The last time we ventured in the car down our slope-y driveway, we got stuck on the return trip. T.M. shoveled and sprinkled cat litter and shoveled some more. To no avail. The van continued to scream bloody murder from it’s old and evidently fragile transmission. Finally with the addition of sheets of cardboard jammed beneath the tires, it gave a final roar and lurched forward. It’s been garage bound ever since.
And we’ve been housebound, except when friends come and pick us up for farmer’s market meetings and live stream opera from the Met in Fargo, and Literary Quiz Night at the local library. And the like. But for the most part and after the recent winter blinds-down practice, I’m into a new and heightened phase of claustrophobia (See “46 Days ‘til Spring”).
I doubt the Snow Queen had such difficulties. I picture her wrapped snuggly into a polar bear throw, seated in her crystalline sleigh, pulled by two albino reindeer, bells a-jingling. Out and about in her winter wonderland.
It may look like a winter wonderland here on Mt. Faith, but there is another aspect of this new Minnesota life that we had not bargained for. Yesterday I caught a hint of the dilemma at the tale-end of the Valley News Live broadcast when the reporter concluded with something about the dangers of icicles.
Well, I thought, they certainly look lethal. Magical, but possibly dangerous.
I vowed not to ever stand directly beneath the eaves. Yet a certain niggling concern later in the day, led me to good old google and what I found was shocking. Icicles, it seems, mean ICE DAMS. And ice dams can “Tear off gutters, loosen shingles, cause water to back up and pour into the house and the results aren’t pretty!” Beyond that “They lead to peeling paint, warped floors, sagging ceilings, mold and mildew.”
The directives were just as dour. Clear snow from roof with a roof rake. That’s just the start.
Followed by recommendations about insulation and air flow (or not?) and other technicalities that sound problematic and expensive and far beyond our 70-ish California expertise.
I always wondered why the Snow Queen captured the boy, Kay. Hans Christian Anderson doesn’t specify what she had in mind, nor what Kay did after he got to the palace, other than languishing in cold rooms, “dragging some sharp flat pieces of ice which he placed in all sorts of patterns, trying to make something out of them.”
I had hoped that she wasn’t some sort of cougar pedophile. She did, Anderson tells us, kiss him and have him sleep at her feet. That’s suspicious in itself.

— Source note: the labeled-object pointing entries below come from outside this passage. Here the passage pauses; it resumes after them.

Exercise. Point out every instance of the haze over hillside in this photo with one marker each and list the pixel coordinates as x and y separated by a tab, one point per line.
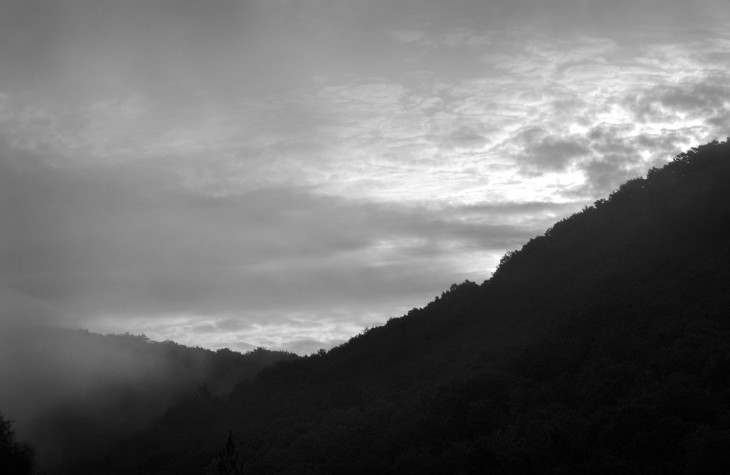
73	393
602	346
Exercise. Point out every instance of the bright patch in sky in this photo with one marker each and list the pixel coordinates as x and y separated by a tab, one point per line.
284	173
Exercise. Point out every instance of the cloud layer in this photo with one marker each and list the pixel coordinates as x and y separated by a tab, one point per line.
284	173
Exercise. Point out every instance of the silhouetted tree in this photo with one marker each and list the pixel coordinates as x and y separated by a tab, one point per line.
228	461
16	458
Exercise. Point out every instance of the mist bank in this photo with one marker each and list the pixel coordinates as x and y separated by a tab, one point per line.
72	392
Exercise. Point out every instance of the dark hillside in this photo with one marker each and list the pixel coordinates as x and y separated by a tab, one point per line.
602	346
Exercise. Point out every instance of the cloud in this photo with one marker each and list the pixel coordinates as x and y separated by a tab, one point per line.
125	247
543	152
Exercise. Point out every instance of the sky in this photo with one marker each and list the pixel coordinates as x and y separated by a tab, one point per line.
287	173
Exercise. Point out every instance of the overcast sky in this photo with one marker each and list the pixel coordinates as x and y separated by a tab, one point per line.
283	173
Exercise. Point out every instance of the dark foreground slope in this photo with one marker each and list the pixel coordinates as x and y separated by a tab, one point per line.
73	393
601	347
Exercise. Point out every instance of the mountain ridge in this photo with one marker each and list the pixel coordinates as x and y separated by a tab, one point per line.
600	347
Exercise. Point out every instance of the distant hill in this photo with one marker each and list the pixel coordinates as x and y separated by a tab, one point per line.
73	393
602	346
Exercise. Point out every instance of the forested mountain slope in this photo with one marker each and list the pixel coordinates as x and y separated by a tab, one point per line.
73	393
602	346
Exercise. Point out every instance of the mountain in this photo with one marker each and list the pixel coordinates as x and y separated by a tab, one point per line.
75	393
602	346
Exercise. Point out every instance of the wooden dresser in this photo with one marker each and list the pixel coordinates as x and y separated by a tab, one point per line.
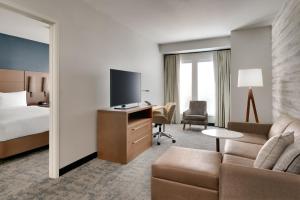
124	134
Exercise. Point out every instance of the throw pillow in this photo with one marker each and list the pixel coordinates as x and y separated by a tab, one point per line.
289	161
272	150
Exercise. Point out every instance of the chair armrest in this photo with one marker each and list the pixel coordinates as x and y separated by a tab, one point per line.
262	129
187	112
238	182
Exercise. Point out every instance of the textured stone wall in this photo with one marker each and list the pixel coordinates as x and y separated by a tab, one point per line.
286	60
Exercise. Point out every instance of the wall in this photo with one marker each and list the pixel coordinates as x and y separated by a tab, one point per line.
91	43
286	60
251	48
18	53
196	45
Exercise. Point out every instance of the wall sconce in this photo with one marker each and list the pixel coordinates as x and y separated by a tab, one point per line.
44	86
30	86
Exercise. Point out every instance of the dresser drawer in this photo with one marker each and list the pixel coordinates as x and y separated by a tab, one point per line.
135	147
139	130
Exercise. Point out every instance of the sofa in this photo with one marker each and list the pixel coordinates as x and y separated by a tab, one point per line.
183	173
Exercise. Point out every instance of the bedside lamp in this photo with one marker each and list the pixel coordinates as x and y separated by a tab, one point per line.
250	78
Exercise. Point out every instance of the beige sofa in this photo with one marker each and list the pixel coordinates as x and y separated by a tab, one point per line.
183	173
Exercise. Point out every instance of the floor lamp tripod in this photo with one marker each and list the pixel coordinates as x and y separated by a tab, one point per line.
250	78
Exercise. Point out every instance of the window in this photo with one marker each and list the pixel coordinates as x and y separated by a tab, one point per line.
206	85
185	86
197	82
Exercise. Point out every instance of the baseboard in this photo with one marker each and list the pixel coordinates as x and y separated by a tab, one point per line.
77	163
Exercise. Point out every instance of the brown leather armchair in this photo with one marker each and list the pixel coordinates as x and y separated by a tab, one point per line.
160	118
196	114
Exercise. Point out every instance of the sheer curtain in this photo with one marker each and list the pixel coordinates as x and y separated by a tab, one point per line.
171	82
222	61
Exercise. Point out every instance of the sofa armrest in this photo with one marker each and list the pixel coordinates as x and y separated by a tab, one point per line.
238	182
262	129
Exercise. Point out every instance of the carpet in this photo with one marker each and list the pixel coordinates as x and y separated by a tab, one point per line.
26	177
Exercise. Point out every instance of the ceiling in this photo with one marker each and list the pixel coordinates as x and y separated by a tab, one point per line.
165	21
18	25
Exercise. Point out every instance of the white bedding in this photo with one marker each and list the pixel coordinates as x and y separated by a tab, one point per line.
22	121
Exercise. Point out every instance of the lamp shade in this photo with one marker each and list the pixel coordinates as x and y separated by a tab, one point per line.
250	78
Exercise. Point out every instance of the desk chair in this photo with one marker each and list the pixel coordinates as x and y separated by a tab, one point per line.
160	118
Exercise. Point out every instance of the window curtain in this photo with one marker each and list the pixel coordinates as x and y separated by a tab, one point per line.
222	60
171	82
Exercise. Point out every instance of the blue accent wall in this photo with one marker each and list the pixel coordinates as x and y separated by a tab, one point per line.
22	54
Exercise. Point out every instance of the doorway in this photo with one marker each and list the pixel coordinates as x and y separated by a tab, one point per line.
53	85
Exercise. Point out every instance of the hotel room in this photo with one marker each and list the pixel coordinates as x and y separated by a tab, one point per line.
24	94
149	99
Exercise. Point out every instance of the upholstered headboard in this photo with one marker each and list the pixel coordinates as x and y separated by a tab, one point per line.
34	83
11	80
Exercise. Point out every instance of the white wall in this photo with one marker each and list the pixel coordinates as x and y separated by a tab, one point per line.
251	48
91	43
196	45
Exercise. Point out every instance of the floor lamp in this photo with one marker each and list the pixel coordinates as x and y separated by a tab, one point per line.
250	78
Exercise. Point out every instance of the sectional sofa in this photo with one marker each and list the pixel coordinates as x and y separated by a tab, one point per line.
182	173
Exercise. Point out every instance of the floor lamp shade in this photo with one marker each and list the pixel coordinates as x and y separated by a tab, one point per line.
250	78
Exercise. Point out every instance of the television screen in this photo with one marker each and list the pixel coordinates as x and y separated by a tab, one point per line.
125	87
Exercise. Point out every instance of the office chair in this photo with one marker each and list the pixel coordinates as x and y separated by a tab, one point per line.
162	118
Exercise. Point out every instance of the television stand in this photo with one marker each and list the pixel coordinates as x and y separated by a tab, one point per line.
124	107
123	134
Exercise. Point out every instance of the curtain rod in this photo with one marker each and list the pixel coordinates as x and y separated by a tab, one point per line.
198	52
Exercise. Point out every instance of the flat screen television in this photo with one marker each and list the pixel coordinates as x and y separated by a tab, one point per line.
125	88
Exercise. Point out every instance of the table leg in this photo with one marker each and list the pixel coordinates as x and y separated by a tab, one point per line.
218	144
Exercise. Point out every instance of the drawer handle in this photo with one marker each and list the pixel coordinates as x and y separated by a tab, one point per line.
139	127
137	141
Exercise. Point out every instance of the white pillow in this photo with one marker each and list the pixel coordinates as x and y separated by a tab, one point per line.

But now I suspect I know the real reason for his captivity. Who better than a young agile lad to get up on that palace roof and rake. And climb through the attic and mend the air spaces and insulation. The “pieces of ice” undoubtedly were the broken off icicles, for want of anything better, cleverly turned into playthings.
The Snow Queen wasn’t a pervert. She was an opportunist.